Visiting South Korean President Moon Jae-in has said that his country has much to learn from Singapore, which is “the most honest country in the world.”

He was lavishing high praise which promptly and expectedly garnered splashy headlines in the mainstream media.

But in the honesty and integrity stakes, South Korea is actually ahead of Singapore in one key aspect: it has a robust asset declaration policy for its top public servants.

As many as 5,400 high-ranking officials, including the President, members of the National Assembly, and chairs of public service related companies have to register and disclose their property status under their Public Service Ethics Act.

More and more countries are adopting such asset declaration measures.

According to the World Bank, more than 150 countries have introduced asset disclosure requirements for their public officials as a tool to detect illicit enrichment and conflicts of interests.

Recently, Malaysian Prime Minister Mahathir Mohamad announced that all Parliamentarians from the Pakatan Harapan coalition, including himself, would have to declare their assets in a bid to clean up corruption and cronyism in Malaysian politics.

Another neighbouring country, Philippines, spells out in its constitution that every public officer, and his/her spouse and children have to declare their assets, net worth, liabilities and business interests.

In Singapore, asset disclosure by public servants has never been publicly talked about.
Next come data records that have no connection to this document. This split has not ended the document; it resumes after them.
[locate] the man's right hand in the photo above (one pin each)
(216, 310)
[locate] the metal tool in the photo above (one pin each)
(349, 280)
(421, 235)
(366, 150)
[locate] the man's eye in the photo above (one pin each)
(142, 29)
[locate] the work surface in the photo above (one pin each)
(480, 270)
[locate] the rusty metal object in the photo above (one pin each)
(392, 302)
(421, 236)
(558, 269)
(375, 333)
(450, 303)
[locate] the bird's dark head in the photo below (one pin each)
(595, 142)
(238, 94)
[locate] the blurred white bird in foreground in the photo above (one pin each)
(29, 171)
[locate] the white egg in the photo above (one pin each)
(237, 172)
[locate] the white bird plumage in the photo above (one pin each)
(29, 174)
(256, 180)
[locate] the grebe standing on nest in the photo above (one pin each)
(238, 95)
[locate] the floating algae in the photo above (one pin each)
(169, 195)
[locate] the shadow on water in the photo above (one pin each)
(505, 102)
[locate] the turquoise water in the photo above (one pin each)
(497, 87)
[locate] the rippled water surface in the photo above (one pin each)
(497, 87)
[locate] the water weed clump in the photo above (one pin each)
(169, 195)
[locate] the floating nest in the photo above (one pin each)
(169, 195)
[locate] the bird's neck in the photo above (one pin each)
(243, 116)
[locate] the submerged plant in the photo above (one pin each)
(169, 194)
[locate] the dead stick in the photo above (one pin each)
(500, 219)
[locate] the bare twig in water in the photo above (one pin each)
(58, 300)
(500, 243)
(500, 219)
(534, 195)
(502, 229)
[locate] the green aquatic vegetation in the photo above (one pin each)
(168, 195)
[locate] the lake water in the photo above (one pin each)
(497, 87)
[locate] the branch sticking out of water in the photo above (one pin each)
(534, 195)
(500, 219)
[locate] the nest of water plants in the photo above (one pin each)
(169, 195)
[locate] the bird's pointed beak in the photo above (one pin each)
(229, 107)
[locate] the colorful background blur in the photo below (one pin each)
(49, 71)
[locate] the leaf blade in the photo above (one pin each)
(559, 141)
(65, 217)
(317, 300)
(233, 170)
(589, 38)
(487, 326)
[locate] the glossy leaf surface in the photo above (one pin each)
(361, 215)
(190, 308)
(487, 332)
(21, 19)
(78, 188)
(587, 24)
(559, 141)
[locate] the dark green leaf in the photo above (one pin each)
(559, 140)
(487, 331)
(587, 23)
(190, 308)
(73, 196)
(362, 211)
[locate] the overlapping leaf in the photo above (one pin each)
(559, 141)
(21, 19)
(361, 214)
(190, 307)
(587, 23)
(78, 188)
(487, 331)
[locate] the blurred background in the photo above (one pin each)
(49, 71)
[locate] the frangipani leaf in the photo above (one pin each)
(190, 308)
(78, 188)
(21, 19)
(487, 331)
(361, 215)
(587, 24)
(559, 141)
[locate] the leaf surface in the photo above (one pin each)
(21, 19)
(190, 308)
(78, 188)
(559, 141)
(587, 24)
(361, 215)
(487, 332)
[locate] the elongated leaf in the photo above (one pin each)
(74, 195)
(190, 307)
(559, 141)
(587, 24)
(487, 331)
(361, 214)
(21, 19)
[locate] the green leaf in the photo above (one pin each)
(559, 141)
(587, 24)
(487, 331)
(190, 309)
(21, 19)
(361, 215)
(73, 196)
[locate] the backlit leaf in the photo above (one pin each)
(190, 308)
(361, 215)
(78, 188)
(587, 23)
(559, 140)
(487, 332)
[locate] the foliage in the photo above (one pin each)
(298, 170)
In all likelihood, it has never even been considered.

The argument would be that it is a breach of privacy and a deterrence to those contemplating public and political office.

But even an esteemed organisation such as the European Court of Human Rights has endorsed the publication and Internet access to such asset declarations, arguing that “the general public has a legitimate interest in ascertaining that local politics are transparent and Internet access to the declarations make access to such information effective and easy.”

Will Singapore one day catch up with the more than 150 countries which have to date introduced asset disclosure requirements for their public officials?

We can talk about accountability and transparency till the cows come home. But doesn’t action speak louder?

And shouldn’t “the most honest country in the world” (according to President Moon Jae-in) take the right and necessary step rather than buck global trend?